Expressions

The most powerful and intuitive column calculator – add unlimited new columns using full Spark SQL expressions. Perfect for feature engineering, business logic, cleaning, formatting, date manipulation, and creating report-ready fields without writing code.

Type

transform

Class

fire.nodes.etl.NodeExpressions

Fields

Name

Title

Description

Expressions

Expressions

outputCols

Column Name

Name of the new column you want to create (e.g., Revenue_Net, FullName, IsHighValue, OrderMonth).

expressions

Expression

Full Spark SQL expression to compute the column value. Supports 400+ functions: math, string, date, conditional, regex, JSON, arrays, etc. Quick Examples: • amount * quantity • concat(first_name, ‘ ‘, last_name) • date_format(order_date, ‘yyyy-MM’) • when(amount > 10000, ‘VIP’).otherwise(‘Regular’) • coalesce(email, phone, ‘unknown’)

propagation

ColumnPropagation

inputColumnPropagation

Input Column Propagation

When true (default) → all original columns are automatically kept + your new ones. Set to false if you want only the newly created columns.

outputSchema

InferSchema

outputColNames

Output Column Name

Force exact output column names (useful with propagation = false)

outputColTypes

Output Column Type

Force data types for new columns

outputColFormats

Output Column Format

Display formats (dates, numbers)

Details

Expressions Node – Your No-Code Business Logic Powerhouse

The Expressions node is the #1 most-used transform in production pipelines. It replaces dozens of individual nodes (String Ops, Date Ops, Math, If-Then-Else) with one clean, fast, and readable interface using standard Spark SQL syntax.

Why Teams Love It

  • Full Spark SQL → 400+ functions, no black boxes

  • Instant preview of results

  • Auto-complete & syntax highlighting

  • Perfect for KPIs, cleansing, segmentation, formatting

  • Same syntax works in dbt, Snowflake, BigQuery, Databricks

Pro Tips

  • Use when(…).otherwise(…) instead of nested ifs

  • Wrap divisions in coalesce(…, 0) or nullif(denominator, 0)

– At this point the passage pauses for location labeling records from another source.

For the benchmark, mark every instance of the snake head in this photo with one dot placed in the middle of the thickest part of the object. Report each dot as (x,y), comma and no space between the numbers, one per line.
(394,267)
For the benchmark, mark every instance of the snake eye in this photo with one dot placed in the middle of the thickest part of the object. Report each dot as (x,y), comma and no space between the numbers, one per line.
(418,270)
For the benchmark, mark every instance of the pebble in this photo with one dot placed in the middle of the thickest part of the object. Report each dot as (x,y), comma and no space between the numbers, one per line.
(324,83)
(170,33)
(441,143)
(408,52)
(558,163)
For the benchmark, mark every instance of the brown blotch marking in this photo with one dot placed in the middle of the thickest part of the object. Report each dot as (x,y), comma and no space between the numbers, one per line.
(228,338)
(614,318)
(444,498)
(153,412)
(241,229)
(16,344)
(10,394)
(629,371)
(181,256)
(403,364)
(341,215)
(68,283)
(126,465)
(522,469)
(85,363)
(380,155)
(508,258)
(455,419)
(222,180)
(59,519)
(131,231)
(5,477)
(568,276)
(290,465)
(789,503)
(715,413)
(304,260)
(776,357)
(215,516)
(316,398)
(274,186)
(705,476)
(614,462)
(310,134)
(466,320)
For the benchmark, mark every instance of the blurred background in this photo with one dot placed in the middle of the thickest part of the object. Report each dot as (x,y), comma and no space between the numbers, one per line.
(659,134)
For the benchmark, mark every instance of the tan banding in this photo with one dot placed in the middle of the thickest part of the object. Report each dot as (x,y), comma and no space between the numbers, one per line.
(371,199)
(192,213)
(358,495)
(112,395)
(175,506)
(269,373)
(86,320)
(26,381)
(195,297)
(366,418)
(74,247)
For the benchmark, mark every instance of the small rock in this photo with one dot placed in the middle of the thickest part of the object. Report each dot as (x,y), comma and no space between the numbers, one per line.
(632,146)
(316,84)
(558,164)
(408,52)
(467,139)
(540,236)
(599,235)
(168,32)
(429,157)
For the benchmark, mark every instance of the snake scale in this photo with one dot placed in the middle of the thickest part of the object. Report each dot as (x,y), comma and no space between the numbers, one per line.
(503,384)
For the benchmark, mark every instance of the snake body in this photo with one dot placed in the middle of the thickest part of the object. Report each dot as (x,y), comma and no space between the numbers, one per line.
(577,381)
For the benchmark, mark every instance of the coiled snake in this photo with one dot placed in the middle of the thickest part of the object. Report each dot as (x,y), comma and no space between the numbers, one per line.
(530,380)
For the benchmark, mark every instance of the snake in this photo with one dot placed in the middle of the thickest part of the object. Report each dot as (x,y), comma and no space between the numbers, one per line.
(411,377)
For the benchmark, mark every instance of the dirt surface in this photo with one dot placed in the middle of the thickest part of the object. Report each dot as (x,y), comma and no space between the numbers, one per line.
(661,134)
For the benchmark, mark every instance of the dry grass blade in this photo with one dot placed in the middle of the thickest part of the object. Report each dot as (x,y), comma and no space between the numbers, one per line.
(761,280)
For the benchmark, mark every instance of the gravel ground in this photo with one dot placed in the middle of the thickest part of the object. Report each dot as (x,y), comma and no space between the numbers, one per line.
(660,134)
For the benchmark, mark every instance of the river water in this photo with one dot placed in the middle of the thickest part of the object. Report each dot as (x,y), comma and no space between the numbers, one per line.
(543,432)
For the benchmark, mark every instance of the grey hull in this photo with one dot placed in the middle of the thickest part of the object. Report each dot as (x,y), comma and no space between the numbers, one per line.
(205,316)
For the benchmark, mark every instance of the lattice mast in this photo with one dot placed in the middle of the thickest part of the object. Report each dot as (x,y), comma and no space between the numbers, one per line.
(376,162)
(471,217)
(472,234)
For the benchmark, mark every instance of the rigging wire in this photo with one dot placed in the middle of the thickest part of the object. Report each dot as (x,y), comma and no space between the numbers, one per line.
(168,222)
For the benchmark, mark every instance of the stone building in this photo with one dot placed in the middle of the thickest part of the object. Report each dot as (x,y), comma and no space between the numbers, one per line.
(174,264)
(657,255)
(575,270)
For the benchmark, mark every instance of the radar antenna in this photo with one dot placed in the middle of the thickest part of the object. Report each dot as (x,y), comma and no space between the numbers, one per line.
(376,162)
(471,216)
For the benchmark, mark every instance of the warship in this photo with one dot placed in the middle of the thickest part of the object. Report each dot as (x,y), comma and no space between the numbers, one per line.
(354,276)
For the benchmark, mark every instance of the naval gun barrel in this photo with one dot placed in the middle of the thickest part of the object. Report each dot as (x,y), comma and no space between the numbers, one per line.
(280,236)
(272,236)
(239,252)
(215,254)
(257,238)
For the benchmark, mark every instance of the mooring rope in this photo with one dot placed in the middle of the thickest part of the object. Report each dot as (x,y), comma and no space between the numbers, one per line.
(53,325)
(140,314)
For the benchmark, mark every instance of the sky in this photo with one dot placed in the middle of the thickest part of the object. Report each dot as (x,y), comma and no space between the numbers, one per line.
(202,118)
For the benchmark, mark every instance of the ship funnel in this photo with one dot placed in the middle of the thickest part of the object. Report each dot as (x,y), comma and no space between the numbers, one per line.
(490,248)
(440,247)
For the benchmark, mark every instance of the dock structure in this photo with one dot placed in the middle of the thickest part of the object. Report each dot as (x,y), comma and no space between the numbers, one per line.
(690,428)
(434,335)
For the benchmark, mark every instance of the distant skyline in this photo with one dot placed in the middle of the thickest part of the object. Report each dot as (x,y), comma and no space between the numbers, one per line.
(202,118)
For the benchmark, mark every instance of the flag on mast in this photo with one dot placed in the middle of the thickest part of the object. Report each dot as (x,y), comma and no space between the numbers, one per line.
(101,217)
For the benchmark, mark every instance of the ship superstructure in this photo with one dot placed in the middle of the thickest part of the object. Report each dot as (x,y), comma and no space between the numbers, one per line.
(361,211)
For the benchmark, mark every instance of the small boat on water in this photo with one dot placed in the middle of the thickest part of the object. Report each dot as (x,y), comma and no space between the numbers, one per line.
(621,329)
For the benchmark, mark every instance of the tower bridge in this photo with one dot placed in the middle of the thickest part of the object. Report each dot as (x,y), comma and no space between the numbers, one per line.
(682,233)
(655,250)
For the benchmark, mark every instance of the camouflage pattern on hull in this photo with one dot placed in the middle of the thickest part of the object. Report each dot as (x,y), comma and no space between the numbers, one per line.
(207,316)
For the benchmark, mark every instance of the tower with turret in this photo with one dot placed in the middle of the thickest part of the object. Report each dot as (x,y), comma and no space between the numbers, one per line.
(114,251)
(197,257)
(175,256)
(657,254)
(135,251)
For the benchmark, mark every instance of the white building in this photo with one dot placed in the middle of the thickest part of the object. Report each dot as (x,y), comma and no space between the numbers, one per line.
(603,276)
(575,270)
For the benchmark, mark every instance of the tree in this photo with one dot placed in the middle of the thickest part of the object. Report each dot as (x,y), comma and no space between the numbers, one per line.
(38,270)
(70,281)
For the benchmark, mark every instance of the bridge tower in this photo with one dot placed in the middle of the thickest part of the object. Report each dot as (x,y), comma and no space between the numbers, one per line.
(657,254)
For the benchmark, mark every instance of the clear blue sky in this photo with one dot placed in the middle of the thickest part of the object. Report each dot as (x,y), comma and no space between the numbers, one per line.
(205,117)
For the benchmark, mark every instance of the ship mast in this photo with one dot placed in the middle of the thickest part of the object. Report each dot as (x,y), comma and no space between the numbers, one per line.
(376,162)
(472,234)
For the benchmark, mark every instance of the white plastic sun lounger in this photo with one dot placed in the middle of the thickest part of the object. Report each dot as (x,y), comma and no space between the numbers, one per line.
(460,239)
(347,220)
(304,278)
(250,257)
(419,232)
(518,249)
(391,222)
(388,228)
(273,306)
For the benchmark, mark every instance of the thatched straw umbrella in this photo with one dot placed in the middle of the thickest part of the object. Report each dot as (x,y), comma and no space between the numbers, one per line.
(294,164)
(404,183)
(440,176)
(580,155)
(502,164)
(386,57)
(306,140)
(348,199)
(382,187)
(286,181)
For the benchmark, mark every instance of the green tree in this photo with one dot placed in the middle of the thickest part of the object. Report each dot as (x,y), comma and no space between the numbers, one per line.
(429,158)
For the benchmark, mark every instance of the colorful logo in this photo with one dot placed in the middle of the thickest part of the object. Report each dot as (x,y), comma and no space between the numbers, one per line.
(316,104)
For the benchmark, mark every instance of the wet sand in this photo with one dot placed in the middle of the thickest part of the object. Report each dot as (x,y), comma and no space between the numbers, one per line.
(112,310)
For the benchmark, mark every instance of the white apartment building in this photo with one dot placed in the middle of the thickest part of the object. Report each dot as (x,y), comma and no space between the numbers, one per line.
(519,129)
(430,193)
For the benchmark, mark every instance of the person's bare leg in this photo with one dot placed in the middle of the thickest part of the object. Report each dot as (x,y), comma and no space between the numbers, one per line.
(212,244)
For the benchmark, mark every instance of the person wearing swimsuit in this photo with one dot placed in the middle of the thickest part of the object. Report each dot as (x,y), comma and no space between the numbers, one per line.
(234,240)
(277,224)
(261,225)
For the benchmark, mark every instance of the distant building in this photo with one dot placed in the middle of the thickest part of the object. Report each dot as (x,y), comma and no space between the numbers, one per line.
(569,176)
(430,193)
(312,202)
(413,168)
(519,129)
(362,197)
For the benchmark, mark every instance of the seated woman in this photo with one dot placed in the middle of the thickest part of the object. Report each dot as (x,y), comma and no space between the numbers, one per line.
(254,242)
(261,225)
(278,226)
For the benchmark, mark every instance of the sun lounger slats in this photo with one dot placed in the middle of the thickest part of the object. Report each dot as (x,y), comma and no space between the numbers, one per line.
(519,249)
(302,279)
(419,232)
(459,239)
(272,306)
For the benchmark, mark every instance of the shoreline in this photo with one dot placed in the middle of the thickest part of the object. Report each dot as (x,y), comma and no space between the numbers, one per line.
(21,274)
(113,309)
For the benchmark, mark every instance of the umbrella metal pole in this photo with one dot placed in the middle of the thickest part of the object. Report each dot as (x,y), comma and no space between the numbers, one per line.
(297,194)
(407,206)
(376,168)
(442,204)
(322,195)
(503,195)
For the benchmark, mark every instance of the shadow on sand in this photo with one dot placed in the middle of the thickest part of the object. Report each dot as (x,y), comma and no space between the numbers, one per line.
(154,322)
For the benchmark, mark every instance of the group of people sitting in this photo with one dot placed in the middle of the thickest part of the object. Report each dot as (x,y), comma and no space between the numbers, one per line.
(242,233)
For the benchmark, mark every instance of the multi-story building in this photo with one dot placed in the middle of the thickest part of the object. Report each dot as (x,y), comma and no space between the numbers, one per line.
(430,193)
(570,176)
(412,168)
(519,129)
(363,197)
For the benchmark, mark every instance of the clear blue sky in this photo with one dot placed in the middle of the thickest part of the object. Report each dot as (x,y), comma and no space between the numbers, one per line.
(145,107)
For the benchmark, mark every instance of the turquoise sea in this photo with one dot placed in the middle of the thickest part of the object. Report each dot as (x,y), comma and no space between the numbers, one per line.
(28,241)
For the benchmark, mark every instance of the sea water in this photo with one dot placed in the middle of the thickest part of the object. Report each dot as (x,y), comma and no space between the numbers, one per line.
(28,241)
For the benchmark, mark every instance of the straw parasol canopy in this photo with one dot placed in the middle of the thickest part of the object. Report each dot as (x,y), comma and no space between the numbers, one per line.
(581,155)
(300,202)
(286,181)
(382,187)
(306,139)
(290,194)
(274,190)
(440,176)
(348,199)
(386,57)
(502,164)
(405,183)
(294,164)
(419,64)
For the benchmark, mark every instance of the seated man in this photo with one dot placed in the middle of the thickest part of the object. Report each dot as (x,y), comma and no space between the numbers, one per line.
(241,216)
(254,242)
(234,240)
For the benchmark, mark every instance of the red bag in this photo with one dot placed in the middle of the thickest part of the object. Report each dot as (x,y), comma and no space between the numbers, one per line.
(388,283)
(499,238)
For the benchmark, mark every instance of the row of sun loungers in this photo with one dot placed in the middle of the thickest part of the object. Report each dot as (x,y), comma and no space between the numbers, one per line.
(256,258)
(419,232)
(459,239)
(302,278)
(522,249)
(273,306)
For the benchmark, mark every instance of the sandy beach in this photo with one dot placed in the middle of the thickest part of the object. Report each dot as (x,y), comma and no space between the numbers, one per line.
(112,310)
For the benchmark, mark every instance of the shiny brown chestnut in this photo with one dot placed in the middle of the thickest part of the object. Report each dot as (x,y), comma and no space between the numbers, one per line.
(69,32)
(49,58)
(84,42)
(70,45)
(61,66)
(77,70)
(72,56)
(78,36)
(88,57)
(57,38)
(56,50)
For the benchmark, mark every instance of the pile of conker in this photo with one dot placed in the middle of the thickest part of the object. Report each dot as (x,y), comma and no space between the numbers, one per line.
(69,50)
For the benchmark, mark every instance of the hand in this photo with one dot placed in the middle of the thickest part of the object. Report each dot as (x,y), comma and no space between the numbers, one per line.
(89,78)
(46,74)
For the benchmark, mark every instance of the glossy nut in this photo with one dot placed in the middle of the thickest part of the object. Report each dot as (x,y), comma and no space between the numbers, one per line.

  • Always test with limit 10 first

  • Combine with Schema tab to force exact types

Examples

Expressions Node – Real Business Examples

Example 1 – Revenue & Margin Calculations

| Output Column     | Expression                                      |
|-------------------|-------------------------------------------------|
| gross_revenue     | amount * quantity                               |
| discount_amt      | gross_revenue * coalesce(discount_rate, 0)      |
| net_revenue       | gross_revenue - discount_amt                    |
| margin_pct        | round((net_revenue - cost) / net_revenue * 100, 2) |

Example 2 – Customer Name & Segmentation

| Output Column     | Expression                                      |
|-------------------|-------------------------------------------------|
| full_name         | concat_ws(' ', initcap(first_name), initcap(last_name)) |
| name_clean        | regexp_replace(trim(full_name), '\\s+', ' ')    |
| customer_tier     | when(net_revenue >= 100000, 'Platinum').when(net_revenue >= 50000, 'Gold').when(net_revenue >= 10000, 'Silver').otherwise('Bronze') |

Example 3 – Date Intelligence

| Output Column     | Expression                                      |
|-------------------|-------------------------------------------------|
| order_month       | date_format(order_date, 'yyyy-MM')              |
| order_quarter     | concat('Q', quarter(order_date))                |
| days_since_order  | datediff(current_date(), order_date)            |
| is_recent         | days_since_order <= 30                          |
| fiscal_year       | when(month(order_date) >= 4, year(order_date) + 1).otherwise(year(order_date)) |

Example 4 – Safe Math & Cleaning

| Output Column     | Expression                                      |
|-------------------|-------------------------------------------------|
| avg_basket_size   | round(amount / nullif(items_count, 0), 2)       |
| email_domain      | substring_index(email, '@', -1)                 |
| phone_clean       | regexp_replace(phone, '[^0-9]', '')             |
| revenue_safe      | coalesce(revenue, 0)                            |

Example 5 – Flags & Indicators

| Output Column     | Expression                                      |
|-------------------|-------------------------------------------------|
| has_email         | email is not null                               |
| is_new_customer   | first_order_date = order_date                   |
| high_value_flag   | amount > 5000                                   |
| status            | when(is_cancelled, 'Cancelled').when(is_shipped, 'Shipped').otherwise('Processing') |

Example 6 – Current Timestamp & Audit Columns

| Output Column     | Expression                                      |
|-------------------|-------------------------------------------------|
| load_date         | current_date()                                  |
| load_timestamp    | current_timestamp()                             |
| run_id            | 'RUN_' || date_format(current_timestamp(), 'yyyyMMdd_HHmmss') |

Example 7 – Complex JSON & Array Handling

| Output Column     | Expression                                      |
|-------------------|-------------------------------------------------|
| event_type        | json_tuple(events_json, 'type')[0]              |
| tags_array        | split(tags_string, ',')                         |
| tag_count         | size(tags_array)                                |
| has_tag_promo     | array_contains(tags_array, 'PROMO')             |